The physical gold bars lent out are long gone to Switzerland and the Far East, and the central banks then deceptively claim that they still hold the gold on their balance sheets (due to an ) when in fact all they have is a liability to the bullion banks. In the middle of this market sits the Bank of England, offering gold custody and storage to other central banks (in the vaults under the Bank of England headquarters in London) and offering gold accounts to the bullion banks concerned."

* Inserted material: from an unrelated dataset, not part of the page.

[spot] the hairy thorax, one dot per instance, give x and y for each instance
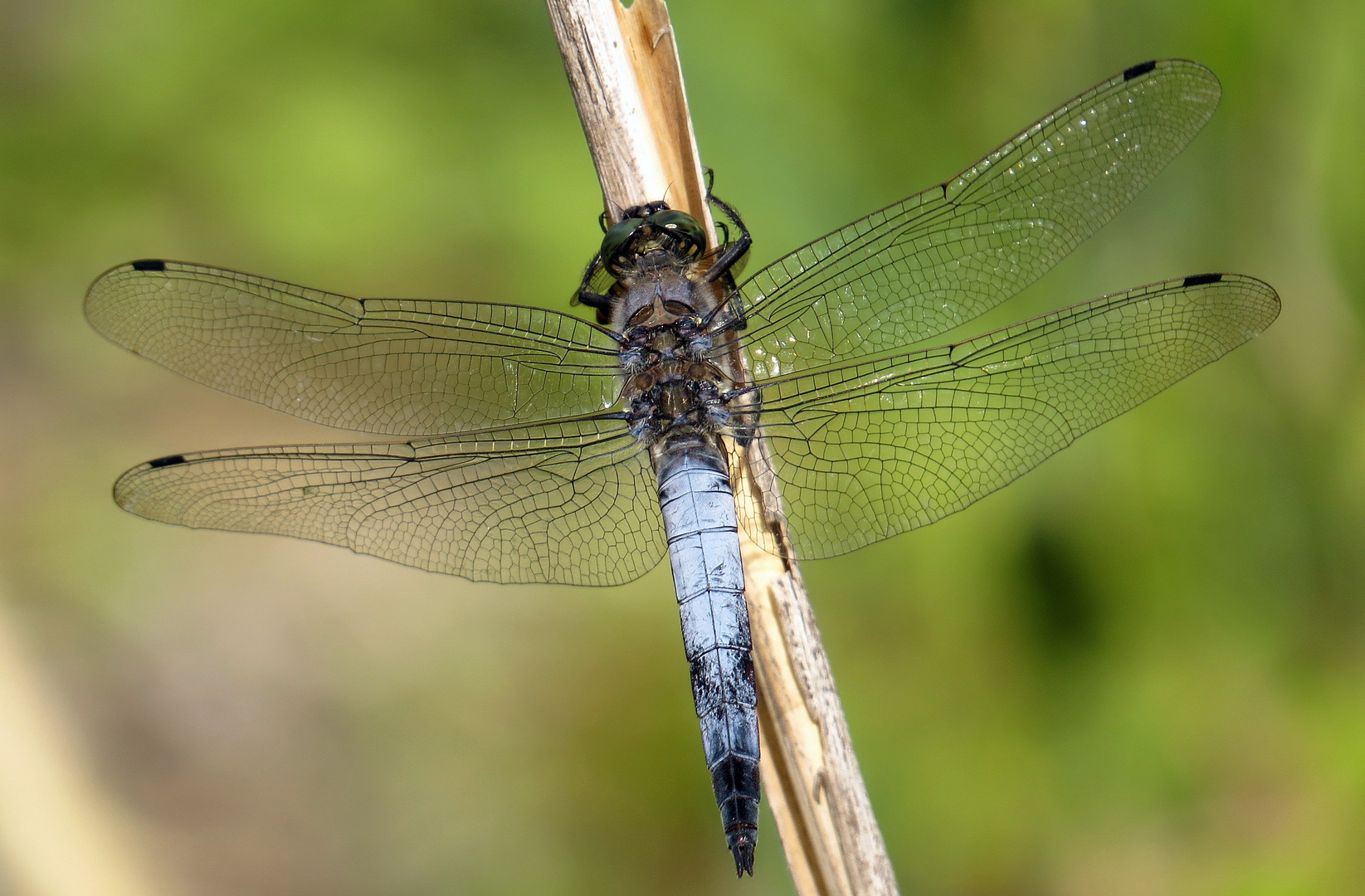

David Chaston... I'm interested that gold is always fool's gold in your mind, despite the fact some of the world's biggest economies have most of their reserves in gold (China, 80%; Japan, 78%; Switzerland, 59%). Gold has has been a store of value since ancient civilisations, and continues to be. As Alan Greenspan put it two years ago..."I view gold as the primary global currency. It is the only currency, along with silver, that does not require a counterparty signature. No one refuses gold as payment to discharge an obligation. Credit instruments and fiat currency depend on the credit worthiness of a counterparty. Gold, along with silver, is one of the only currencies that has an intrinsic value. It has always been that way. No one questions its value, and it has always been a valuable commodity, first coined in Asia Minor in 600 BC." Is someone who buys a Picasso a fool because it doesn't generate income or someone who readily understands that the scarcity of a prized object will always hold value, even if prices fluctuate?

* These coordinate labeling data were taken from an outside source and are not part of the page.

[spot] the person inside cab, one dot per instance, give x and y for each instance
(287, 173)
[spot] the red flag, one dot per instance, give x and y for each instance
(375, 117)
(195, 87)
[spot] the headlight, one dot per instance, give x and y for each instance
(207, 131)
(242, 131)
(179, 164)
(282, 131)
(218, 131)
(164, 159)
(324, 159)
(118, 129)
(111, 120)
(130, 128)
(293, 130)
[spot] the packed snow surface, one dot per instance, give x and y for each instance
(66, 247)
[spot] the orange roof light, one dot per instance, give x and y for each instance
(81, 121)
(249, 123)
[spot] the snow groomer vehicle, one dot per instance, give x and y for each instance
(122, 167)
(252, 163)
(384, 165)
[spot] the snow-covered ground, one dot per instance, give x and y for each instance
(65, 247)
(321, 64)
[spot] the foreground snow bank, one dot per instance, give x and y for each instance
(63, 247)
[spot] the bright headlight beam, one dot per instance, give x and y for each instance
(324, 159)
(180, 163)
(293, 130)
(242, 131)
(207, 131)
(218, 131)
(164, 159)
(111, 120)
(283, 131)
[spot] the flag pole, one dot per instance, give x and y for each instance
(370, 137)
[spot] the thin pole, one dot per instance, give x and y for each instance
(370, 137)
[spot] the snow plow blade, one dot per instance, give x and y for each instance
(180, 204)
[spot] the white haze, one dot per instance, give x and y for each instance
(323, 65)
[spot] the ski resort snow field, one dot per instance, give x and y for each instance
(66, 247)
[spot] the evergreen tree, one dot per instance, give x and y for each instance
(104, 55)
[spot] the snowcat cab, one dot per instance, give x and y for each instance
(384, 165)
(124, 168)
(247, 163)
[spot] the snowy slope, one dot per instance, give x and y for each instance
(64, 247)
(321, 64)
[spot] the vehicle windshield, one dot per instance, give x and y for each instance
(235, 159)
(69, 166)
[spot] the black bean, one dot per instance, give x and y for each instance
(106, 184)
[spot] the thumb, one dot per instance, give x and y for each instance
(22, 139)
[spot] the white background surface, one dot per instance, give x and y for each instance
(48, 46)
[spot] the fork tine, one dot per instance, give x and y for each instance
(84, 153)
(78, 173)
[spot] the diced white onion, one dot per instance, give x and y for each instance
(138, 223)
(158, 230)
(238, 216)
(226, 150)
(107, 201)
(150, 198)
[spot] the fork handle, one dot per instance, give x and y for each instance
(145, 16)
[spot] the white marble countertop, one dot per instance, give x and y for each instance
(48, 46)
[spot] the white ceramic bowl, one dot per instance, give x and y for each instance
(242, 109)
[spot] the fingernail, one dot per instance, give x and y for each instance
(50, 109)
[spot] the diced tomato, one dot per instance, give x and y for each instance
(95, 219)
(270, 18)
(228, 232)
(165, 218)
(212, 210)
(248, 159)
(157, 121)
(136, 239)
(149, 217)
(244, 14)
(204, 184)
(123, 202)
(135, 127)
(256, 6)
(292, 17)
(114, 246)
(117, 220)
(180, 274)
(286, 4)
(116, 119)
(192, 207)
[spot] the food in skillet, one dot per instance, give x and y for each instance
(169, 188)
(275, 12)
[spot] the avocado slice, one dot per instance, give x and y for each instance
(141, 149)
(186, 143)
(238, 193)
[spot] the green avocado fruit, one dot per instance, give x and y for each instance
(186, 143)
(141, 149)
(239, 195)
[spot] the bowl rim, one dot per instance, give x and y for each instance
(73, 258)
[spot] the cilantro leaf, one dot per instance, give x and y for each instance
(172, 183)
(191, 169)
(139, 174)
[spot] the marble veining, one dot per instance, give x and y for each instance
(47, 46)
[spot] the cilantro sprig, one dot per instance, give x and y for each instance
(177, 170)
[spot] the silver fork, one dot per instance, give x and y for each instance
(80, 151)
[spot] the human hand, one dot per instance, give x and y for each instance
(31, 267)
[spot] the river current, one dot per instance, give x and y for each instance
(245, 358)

The manipulations of the gold and silver price by the bullion banks are well known, however, this practice is coming to and end. In the Shanghai Gold Exchange, you have to trade the physical, which ultimately will lead to the true discovery of the gold price, rather than the digital gold price you get from the Comex. You can track it here
One would have thought with the various geopolitical risks currently coming to the surface, Italy, France, Trump and his wall, USA Govt shutdown, and massively rising debt levels thought the world having a little bit of the metal above and below the ground we be rather astute at the moment, I would have thought. Certainly, the market thinks so, with stockmarkets heavily selling off in December, Gold and silver miners rallied strongly up on average by 15% for December alone. Combined with the fact that over the last 40 years before every recession you normally see a strong rally in commodity prices, so owning some precious metals and other commodities possibly make good sense at this juncture. As they say, the only time gold performs is when everything else doesn't. Maybe that is 2019-2020!


I don’t know where you got your figures,but there is no way that 80% of China’s forex reserves are in gold. Officially,the figure is around 2%,but could be much more,perhaps 10/11%,which would make it No1,ahead of the US.

Thanks for spotting my error. Unfortunately, I misread a Forbes chart.